SFX announced a few weeks ago that it is bringing pop-phenom Britney Spears to San Diego in August. KHTS, which has younger listeners, held a promotional weekend for it last month.
“Obviously Channel 933 is the station that makes sense to be involved in a Britney Spears show,” Glickenhaus said. “Whether it was an SFX or House of Blues show,” he continued, referring to another major concert company, “Channel 933 would still be the right station. We wouldn’t sell the spot to SFX any cheaper.”
The marketing possibilities are still being discussed by Clear Channel and SFX management, Glickenhaus said.
“You never say never, especially in this day and age,” he said. “There’s all kinds of ways to compound the sponsorship opportunities for an advertiser.”
One way could go beyond an advertiser simply sponsoring a venue and getting commercial airtime, Glickenhaus said.
A more involved package could be advertisers sponsoring a concert and having a certain amount of radio advertising on multiple stations, signs at the venue and tickets for the advertisers to entertain their own clients, he said.
Sponsorship packages for concerts at the 13,700-person capacity Sports Arena are possible. The two-year booking agreement between SFX and the venue’s management company, Arena Group 2000 LLP, has them finding sponsors for the concerts and dividing the revenue, said General Manager Ernie Hahn II. Representatives from SFX did not return phone calls.

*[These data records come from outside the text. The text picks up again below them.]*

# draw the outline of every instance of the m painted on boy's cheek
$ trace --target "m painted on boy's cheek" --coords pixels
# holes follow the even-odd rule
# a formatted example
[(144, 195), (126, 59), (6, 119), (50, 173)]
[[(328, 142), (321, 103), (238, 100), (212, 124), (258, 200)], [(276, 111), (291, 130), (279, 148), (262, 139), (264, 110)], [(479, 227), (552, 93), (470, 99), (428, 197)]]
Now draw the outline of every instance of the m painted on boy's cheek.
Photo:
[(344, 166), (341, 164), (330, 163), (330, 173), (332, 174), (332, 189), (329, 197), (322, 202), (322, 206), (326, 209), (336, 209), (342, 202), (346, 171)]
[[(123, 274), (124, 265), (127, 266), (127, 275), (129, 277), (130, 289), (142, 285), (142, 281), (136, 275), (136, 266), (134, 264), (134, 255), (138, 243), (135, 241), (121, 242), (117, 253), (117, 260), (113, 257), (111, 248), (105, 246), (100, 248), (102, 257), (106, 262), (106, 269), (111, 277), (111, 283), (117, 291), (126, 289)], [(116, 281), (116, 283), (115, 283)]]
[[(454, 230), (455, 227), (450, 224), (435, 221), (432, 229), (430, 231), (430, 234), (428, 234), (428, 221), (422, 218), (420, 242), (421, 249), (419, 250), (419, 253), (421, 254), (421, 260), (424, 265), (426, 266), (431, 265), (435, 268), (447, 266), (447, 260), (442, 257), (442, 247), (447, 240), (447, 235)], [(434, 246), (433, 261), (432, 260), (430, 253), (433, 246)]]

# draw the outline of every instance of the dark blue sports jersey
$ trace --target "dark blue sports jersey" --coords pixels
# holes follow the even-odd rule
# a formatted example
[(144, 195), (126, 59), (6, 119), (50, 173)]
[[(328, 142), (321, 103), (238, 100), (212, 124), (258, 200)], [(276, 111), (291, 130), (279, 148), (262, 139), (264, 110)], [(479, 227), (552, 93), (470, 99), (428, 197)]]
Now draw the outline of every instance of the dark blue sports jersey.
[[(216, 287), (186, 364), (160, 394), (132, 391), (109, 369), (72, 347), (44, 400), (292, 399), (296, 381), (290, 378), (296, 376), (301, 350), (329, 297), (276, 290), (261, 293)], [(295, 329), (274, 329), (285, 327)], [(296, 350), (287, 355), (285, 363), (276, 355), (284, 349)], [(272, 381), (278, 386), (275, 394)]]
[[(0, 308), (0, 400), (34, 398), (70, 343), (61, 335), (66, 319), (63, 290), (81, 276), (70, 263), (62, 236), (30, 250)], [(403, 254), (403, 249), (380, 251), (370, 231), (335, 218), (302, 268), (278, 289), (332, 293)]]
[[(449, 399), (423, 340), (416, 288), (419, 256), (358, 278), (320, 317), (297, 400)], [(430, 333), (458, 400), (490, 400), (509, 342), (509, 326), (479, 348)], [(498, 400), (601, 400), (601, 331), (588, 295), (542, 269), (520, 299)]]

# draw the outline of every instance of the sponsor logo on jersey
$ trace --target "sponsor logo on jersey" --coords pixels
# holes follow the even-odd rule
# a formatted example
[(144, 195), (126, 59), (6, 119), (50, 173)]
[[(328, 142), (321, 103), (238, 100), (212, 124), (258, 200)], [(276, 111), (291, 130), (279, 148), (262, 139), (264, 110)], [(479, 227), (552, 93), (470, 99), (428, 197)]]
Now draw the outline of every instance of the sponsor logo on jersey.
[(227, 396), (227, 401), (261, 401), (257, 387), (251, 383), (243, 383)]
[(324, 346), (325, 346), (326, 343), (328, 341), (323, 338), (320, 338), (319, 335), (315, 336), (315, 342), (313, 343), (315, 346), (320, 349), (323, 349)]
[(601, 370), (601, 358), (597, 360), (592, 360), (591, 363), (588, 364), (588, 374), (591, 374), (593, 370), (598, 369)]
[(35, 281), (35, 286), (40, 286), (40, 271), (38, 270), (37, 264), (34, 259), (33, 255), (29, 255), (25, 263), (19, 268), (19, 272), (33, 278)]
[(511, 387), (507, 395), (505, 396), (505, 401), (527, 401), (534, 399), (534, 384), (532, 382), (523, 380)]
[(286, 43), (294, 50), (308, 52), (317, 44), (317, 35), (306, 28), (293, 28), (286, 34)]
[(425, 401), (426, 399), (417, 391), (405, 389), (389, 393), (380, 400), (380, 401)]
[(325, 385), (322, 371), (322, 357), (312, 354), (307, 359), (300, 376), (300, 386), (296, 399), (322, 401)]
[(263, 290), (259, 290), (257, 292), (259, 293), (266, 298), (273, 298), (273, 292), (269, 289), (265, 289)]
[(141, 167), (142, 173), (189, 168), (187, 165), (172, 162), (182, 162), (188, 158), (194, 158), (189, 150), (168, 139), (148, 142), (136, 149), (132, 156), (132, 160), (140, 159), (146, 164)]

SFX’s Avalon Attractions currently handles the Sports Arena concert bookings from its Los Angeles headquarters.
For his part, Hahn is bullish on the merger.
“It can do nothing but enhance the relationship that we’ve already entered into (with SFX),” he said. “It just seems like it’s taken the relationship to the next level.”
Before his deal with SFX, Hahn’s company booked and promoted concerts in-house, buying advertising space on radio and other media.
Now, when SFX brings a concert to town, they buy the airtime, he said. Hahn expects that SFX will work with Clear Channel when possible, not that they didn’t before.
SFX will have more incentives than ever to work with Clear Channel, he said.
“They’re part of the same organization now,” he said.